Conveyancing delays leading to failed property sales – IPAV
Growing and serious delays in the conveyancing process are leading to property sales falling through, estate agents are reporting.
A survey conducted by the Institute of Professional Auctioneers and Valuers (IPAV) has found that four out of every five agents say they have seen sales fail because of the problem.
26% said it occurred frequently, 4% said it had happened very frequently and 70% said it had arisen occasionally.
“Conveyancing delays put extra worry and pressure on purchasers and vendors as well as extra rental costs too in many cases at a time when budgets are very tight,” said Pat Davitt, chief executive of IPAV.
Another problem currently being caused by delays in conveyancing is that buyers can miss out on lower fixed rate mortgages, as lenders continue to put up their rates in tandem with ECB changes.
The survey of 534 agents found 88% of respondents have seen delays in the conveyancing process.
The average time for a sale to complete is now around 16 weeks – with two and a half months of that accounted for by signing of contracts and another five weeks or more weeks spent closing the sale.
The process of securing documentation and issues with deeds were cited as the most common problem, experienced by 60% of agents.
But communication problems with those selling the property and solicitors for the purchasers were referenced by 23% and 14% respectively.

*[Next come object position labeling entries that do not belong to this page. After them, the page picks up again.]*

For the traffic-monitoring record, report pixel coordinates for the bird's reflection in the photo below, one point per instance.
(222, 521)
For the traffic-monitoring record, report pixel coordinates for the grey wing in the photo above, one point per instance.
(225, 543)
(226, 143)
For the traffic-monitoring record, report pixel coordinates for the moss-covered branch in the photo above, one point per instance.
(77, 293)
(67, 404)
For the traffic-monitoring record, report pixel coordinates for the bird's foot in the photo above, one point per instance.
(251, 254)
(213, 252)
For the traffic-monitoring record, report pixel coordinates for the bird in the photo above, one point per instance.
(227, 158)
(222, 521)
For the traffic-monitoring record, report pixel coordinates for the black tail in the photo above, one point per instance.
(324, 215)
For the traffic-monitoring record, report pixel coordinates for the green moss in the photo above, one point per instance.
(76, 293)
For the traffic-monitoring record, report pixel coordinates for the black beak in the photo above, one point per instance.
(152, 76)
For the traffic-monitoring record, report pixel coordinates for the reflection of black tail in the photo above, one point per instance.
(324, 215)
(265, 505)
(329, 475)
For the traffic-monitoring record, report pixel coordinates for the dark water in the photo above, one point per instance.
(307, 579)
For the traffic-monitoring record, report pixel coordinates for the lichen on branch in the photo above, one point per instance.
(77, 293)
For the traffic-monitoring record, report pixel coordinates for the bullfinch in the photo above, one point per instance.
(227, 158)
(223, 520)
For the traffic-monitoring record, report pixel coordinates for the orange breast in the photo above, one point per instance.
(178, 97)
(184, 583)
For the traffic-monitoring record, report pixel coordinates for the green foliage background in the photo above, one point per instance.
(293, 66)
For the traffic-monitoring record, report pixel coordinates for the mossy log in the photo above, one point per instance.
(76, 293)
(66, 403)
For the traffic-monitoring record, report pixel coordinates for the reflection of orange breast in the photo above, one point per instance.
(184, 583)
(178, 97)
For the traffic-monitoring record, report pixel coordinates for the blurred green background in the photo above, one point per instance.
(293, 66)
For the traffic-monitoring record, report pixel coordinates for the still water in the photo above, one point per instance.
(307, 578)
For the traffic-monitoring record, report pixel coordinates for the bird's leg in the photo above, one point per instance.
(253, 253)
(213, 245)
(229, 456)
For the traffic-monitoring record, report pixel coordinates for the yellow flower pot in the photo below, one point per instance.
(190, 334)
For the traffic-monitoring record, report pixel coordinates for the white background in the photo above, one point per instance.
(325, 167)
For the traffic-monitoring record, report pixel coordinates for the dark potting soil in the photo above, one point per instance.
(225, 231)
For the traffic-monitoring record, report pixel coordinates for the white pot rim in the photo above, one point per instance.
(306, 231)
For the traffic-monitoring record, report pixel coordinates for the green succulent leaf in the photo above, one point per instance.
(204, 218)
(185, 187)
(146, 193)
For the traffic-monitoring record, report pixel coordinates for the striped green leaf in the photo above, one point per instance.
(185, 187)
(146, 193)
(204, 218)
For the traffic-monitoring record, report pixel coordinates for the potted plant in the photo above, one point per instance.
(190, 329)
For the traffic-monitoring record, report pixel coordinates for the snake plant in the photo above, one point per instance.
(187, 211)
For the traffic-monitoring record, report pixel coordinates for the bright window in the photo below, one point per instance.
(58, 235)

Respondents listed the importance of conveyancing in the process at 75, on a scale of 1-100, where 100 is the most important issue.
A large majority of 86% of agents stated that conveyancing times have not got better since IPAV first conducted a survey on the issue eight years ago.
Three quarters said initiatives put forward by the legal profession four years ago have not improved the situation.
This included the Pre-Contract Investigation of Title system which aims to ensure any questions relating to the property’s title are raised and resolved before the contracts are signed.
Currently legislation, which would require critical documents to be gathered up front before a property goes on the market, is before the Houses of the Oireachtas.
The Sellers Legal Pack for Property Buyers’ Bill 2022 is due to reach second stage in the Dáil on October 5.
“It is currently used very effectively in online and public auction sales for many years,” Mr Davitt said.
“The Sellers Legal Pack Bill, when enacted, will speed up the entire sales procedure without adding any further costs to the consumer, and it will also help put an end to the practices of gazumping and gazundering,” he added.